The thing was, once we admitted we didn't really like each other that much, we became a lot more relaxed around each other, and one night we decided to have a wine and cheese party for ourselves and a couple of other new freshmen. This was back when the drinking age was 18 and the liquor store would deliver your jug of Mountain Chablis right to your dorm room (and they'd take a check), so after scrounging some plastic cups, a plateful of unbroken water crackers, and a hunk of gouda from Stew Leonard's, we got good and drunk and laughed our asses off. The next morning, when we discovered the red wax from the cheese balled up and stuck to the ceiling, we decided that we were okay being roommates after all. At the end of the year Wendy's mom came and packed her back up, and when we scraped the ball of red wax off the ceiling I bawled. For some reason this made Wendy uncomfortable, and after a sweaty hug she got in the car and drove away. I turned to cry on my boyfriend's shoulder, but the fucker gave me some excuse about having to study for his last final.

The last time I saw Wendy I had brought a different boyfriend up to visit her in Westport. She took us sailing, and he stared in awe at her ass the entire time.
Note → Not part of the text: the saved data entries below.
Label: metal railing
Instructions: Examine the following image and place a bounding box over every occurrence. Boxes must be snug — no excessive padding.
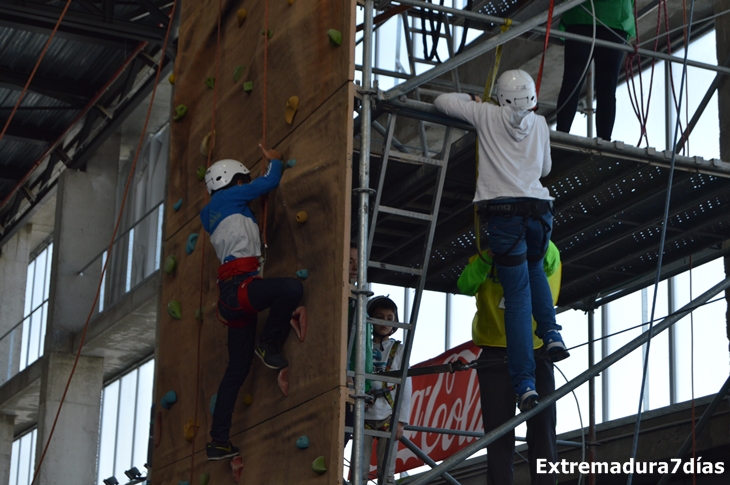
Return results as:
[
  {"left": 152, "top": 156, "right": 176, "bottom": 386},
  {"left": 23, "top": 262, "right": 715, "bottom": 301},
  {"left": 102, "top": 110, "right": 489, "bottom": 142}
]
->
[{"left": 79, "top": 201, "right": 164, "bottom": 314}]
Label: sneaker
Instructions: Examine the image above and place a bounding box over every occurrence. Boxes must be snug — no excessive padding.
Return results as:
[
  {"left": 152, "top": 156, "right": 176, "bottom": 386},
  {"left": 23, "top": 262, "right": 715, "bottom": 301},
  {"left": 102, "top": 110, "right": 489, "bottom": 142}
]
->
[
  {"left": 255, "top": 342, "right": 289, "bottom": 370},
  {"left": 516, "top": 380, "right": 539, "bottom": 412},
  {"left": 206, "top": 441, "right": 239, "bottom": 461},
  {"left": 543, "top": 330, "right": 570, "bottom": 363}
]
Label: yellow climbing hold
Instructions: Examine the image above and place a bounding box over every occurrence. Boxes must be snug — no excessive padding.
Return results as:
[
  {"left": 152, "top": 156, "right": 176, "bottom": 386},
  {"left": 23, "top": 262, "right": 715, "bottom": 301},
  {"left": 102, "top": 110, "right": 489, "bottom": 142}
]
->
[
  {"left": 183, "top": 418, "right": 199, "bottom": 443},
  {"left": 237, "top": 9, "right": 247, "bottom": 27},
  {"left": 288, "top": 0, "right": 295, "bottom": 5},
  {"left": 296, "top": 211, "right": 308, "bottom": 223},
  {"left": 242, "top": 393, "right": 253, "bottom": 406},
  {"left": 312, "top": 456, "right": 327, "bottom": 474},
  {"left": 200, "top": 131, "right": 215, "bottom": 157},
  {"left": 168, "top": 73, "right": 176, "bottom": 85},
  {"left": 285, "top": 96, "right": 299, "bottom": 125}
]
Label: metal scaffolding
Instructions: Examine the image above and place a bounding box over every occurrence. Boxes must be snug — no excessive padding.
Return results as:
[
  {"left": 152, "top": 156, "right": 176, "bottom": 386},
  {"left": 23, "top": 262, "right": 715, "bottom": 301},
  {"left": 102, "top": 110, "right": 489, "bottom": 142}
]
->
[{"left": 350, "top": 1, "right": 730, "bottom": 484}]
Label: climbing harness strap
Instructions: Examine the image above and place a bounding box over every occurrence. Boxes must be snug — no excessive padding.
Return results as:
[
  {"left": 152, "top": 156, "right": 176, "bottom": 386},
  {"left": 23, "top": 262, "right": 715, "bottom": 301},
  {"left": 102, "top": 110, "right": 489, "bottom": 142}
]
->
[
  {"left": 477, "top": 200, "right": 554, "bottom": 266},
  {"left": 216, "top": 258, "right": 262, "bottom": 327},
  {"left": 368, "top": 341, "right": 402, "bottom": 409}
]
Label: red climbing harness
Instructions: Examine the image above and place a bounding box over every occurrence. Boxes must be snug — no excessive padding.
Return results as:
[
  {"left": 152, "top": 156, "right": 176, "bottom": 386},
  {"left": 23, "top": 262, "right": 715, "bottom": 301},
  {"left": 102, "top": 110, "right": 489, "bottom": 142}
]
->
[{"left": 216, "top": 257, "right": 262, "bottom": 327}]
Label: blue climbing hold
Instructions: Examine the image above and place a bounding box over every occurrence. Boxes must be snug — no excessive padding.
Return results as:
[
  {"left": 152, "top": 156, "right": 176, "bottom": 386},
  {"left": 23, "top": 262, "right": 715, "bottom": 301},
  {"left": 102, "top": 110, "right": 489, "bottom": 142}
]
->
[
  {"left": 210, "top": 394, "right": 217, "bottom": 416},
  {"left": 296, "top": 269, "right": 309, "bottom": 279},
  {"left": 174, "top": 198, "right": 183, "bottom": 211},
  {"left": 286, "top": 159, "right": 296, "bottom": 168},
  {"left": 186, "top": 233, "right": 199, "bottom": 255},
  {"left": 161, "top": 390, "right": 177, "bottom": 410},
  {"left": 179, "top": 481, "right": 190, "bottom": 485},
  {"left": 296, "top": 435, "right": 310, "bottom": 449}
]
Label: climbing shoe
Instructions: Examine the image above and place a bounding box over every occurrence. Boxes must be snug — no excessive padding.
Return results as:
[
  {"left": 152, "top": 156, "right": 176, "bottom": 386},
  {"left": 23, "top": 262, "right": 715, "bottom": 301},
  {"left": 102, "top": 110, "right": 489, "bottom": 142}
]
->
[
  {"left": 543, "top": 329, "right": 570, "bottom": 363},
  {"left": 206, "top": 441, "right": 239, "bottom": 461},
  {"left": 255, "top": 342, "right": 289, "bottom": 370},
  {"left": 516, "top": 380, "right": 539, "bottom": 412}
]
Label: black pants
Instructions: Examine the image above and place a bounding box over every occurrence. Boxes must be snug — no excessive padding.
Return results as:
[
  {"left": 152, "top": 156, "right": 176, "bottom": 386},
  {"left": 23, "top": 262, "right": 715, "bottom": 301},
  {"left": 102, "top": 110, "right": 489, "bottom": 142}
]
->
[
  {"left": 477, "top": 346, "right": 557, "bottom": 485},
  {"left": 556, "top": 25, "right": 628, "bottom": 141},
  {"left": 210, "top": 276, "right": 303, "bottom": 443}
]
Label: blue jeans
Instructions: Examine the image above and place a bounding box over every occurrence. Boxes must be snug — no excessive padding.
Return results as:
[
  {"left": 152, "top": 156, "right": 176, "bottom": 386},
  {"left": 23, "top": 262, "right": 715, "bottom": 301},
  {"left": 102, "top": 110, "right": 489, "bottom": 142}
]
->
[{"left": 485, "top": 199, "right": 561, "bottom": 391}]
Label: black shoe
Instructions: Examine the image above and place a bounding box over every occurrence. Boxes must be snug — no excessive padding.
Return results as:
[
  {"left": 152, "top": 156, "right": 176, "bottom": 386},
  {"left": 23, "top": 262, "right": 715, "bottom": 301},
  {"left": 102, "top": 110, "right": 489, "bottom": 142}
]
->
[
  {"left": 255, "top": 342, "right": 289, "bottom": 370},
  {"left": 206, "top": 441, "right": 239, "bottom": 461}
]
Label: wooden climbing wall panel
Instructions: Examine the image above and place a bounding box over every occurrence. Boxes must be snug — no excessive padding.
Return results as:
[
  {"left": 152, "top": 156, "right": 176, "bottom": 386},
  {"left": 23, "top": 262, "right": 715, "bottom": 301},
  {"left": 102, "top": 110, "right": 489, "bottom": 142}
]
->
[{"left": 154, "top": 0, "right": 355, "bottom": 483}]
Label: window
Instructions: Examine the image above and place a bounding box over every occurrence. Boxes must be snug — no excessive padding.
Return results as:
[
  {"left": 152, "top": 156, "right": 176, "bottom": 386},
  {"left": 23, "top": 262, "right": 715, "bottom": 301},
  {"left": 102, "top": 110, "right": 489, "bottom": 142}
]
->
[
  {"left": 19, "top": 242, "right": 53, "bottom": 373},
  {"left": 97, "top": 359, "right": 155, "bottom": 483},
  {"left": 8, "top": 429, "right": 36, "bottom": 485}
]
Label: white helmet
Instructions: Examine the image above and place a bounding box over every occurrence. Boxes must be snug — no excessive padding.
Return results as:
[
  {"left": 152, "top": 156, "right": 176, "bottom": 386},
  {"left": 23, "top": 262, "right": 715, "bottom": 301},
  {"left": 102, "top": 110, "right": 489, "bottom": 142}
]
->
[
  {"left": 496, "top": 69, "right": 537, "bottom": 110},
  {"left": 205, "top": 159, "right": 250, "bottom": 194}
]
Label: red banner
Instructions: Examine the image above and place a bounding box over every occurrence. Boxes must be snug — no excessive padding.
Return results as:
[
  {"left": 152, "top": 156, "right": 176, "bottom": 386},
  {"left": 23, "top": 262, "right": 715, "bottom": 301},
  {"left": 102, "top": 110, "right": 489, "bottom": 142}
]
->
[{"left": 393, "top": 341, "right": 484, "bottom": 473}]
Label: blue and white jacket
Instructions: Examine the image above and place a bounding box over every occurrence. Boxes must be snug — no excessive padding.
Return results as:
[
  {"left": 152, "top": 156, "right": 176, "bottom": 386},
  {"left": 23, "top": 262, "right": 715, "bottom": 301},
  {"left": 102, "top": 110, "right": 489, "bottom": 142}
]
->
[{"left": 200, "top": 159, "right": 283, "bottom": 264}]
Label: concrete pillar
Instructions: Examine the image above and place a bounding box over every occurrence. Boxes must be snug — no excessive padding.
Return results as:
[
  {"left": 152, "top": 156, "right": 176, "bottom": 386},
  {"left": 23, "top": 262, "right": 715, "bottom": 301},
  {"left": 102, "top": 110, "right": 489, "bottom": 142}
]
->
[
  {"left": 0, "top": 226, "right": 31, "bottom": 384},
  {"left": 35, "top": 353, "right": 103, "bottom": 485},
  {"left": 35, "top": 134, "right": 120, "bottom": 483},
  {"left": 0, "top": 414, "right": 15, "bottom": 484},
  {"left": 718, "top": 1, "right": 730, "bottom": 351}
]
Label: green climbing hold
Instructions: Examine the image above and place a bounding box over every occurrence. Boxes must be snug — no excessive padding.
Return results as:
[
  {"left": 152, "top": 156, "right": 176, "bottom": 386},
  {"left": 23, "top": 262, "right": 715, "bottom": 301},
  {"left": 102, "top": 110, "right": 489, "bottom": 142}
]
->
[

She got married and had a baby a good ten years before I did, and then I left New York and we lost touch, but I still have fond memories of my boyfriend and her ass before I went below and passed out in a dramamine fog.

I'm not sure my alumni magazine will publish this, but I'm going to send it to them as is, and maybe I'll be one of the few, the lucky, the Madras-clad! My memories glimmering at people who don't give a shit, gathering dust on Stickley nightstands all summer long.